Washington's posture

The European push unfolds against a more ambivalent Washington backdrop. The Trump administration has signaled it intends to keep Ukraine assistance flowing but has resisted moving any supplemental package separately from broader negotiations over reconstruction funding for the Gulf. A senior administration official, speaking on condition of anonymity to discuss internal deliberations, said the White House view was that "Europe is the right anchor for the Ukraine file right now" and that U.S. priorities in the coming weeks would be Iran ceasefire monitoring and oil-market stabilization.

House Speaker Mike Johnson, asked Sunday on a network talk show whether a stand-alone Ukraine package was possible before Memorial Day, said only that "everything is on the table" and "we are going to get the Iran supplemental done first." Senate Democrats, including Foreign Relations ranking member Sen. Jeanne Shaheen, have pressed for a combined package that would pair Iran reconstruction with Ukraine military aid, but no formal text has surfaced.

European officials said they had quietly assumed for weeks that the U.S. timeline would slip into May or June and had begun structuring their own packages to be "bridge-able" — that is, designed to cover Ukrainian needs for 60 to 90 days without relying on new American funding. "We can carry this for a quarter," one French defense official said. "We cannot carry it forever, and Moscow knows that."

Moscow's calculation

Russian officials, for their part, have publicly cheered the post-Islamabad mood music. Foreign Ministry spokeswoman Maria Zakharova on Monday described the Iran ceasefire as "a model of multipolar diplomacy" and said Moscow welcomed any process that "redirects Western attention away from adventurism in Eastern Europe." Russian state television over the weekend featured extensive coverage of Doha's prisoner exchange and EU foreign-minister meetings on Iran, with comparatively little attention to the fighting around Pokrovsk.

Independent Russian military analysts, several of whom track battlefield reports from outside the country, said the Kremlin appeared to be banking on a window of perhaps eight to ten weeks before Western military aid pipelines fully normalize. "April and May are the moment," one analyst, who asked not to be named because of risks to family members still inside Russia, said by phone from Riga. "After that, the calculus shifts again."

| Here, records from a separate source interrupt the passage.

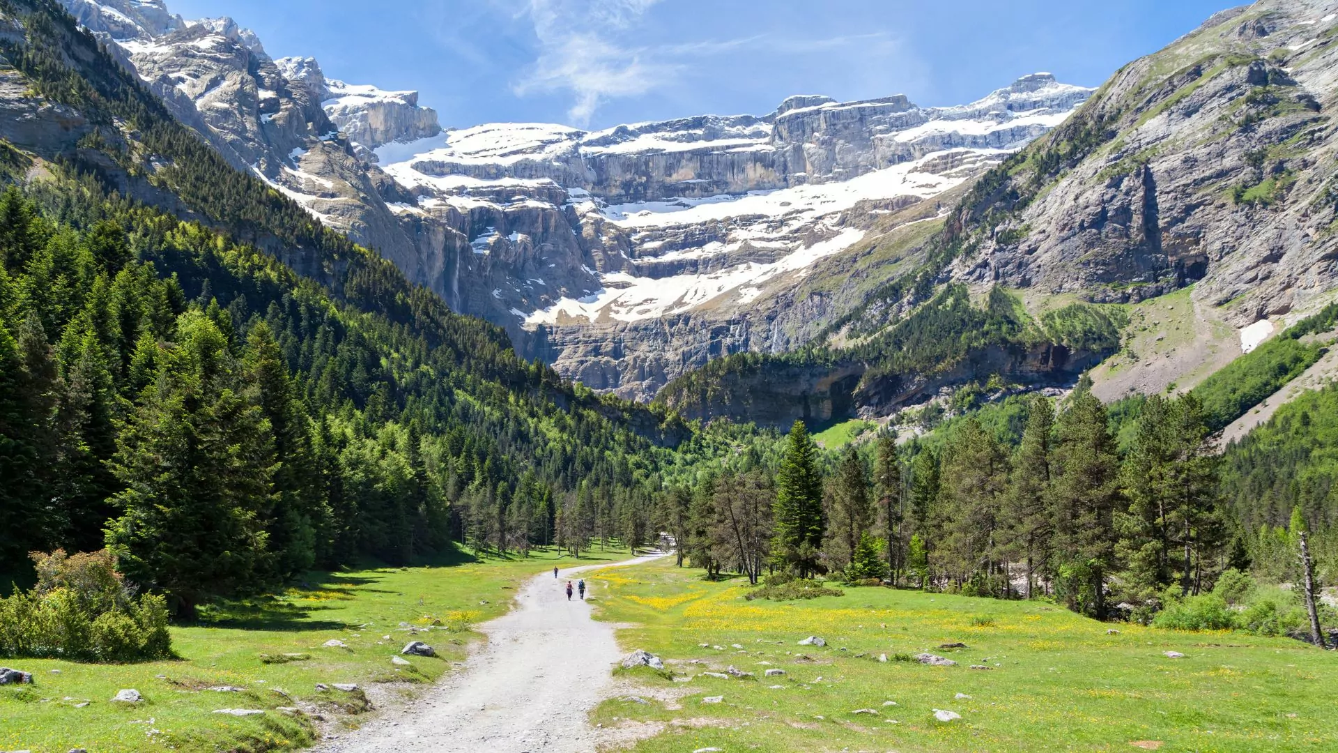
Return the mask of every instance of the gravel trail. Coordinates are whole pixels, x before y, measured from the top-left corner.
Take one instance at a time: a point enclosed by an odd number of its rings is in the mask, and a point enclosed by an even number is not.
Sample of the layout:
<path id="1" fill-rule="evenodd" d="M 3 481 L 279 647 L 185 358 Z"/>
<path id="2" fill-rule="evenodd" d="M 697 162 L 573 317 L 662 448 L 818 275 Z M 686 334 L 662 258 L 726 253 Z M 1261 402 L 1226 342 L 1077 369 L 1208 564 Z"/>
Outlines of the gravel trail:
<path id="1" fill-rule="evenodd" d="M 665 555 L 637 557 L 630 565 Z M 467 669 L 446 675 L 405 709 L 317 746 L 321 753 L 585 753 L 601 730 L 586 711 L 603 699 L 621 658 L 614 627 L 590 619 L 590 604 L 563 587 L 607 563 L 530 579 L 515 608 L 479 627 L 488 639 Z M 409 657 L 412 659 L 412 657 Z"/>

NATO Secretary-General Mark Rutte, speaking briefly to reporters at alliance headquarters Monday, said the secretariat would convene a defense-ministers' video conference later in the week and that contingency planning for "a renewed pace of Russian operations" had never been suspended. He said additional steps on alliance air-policing rotations and Black Sea maritime patrols would be announced after the video conference.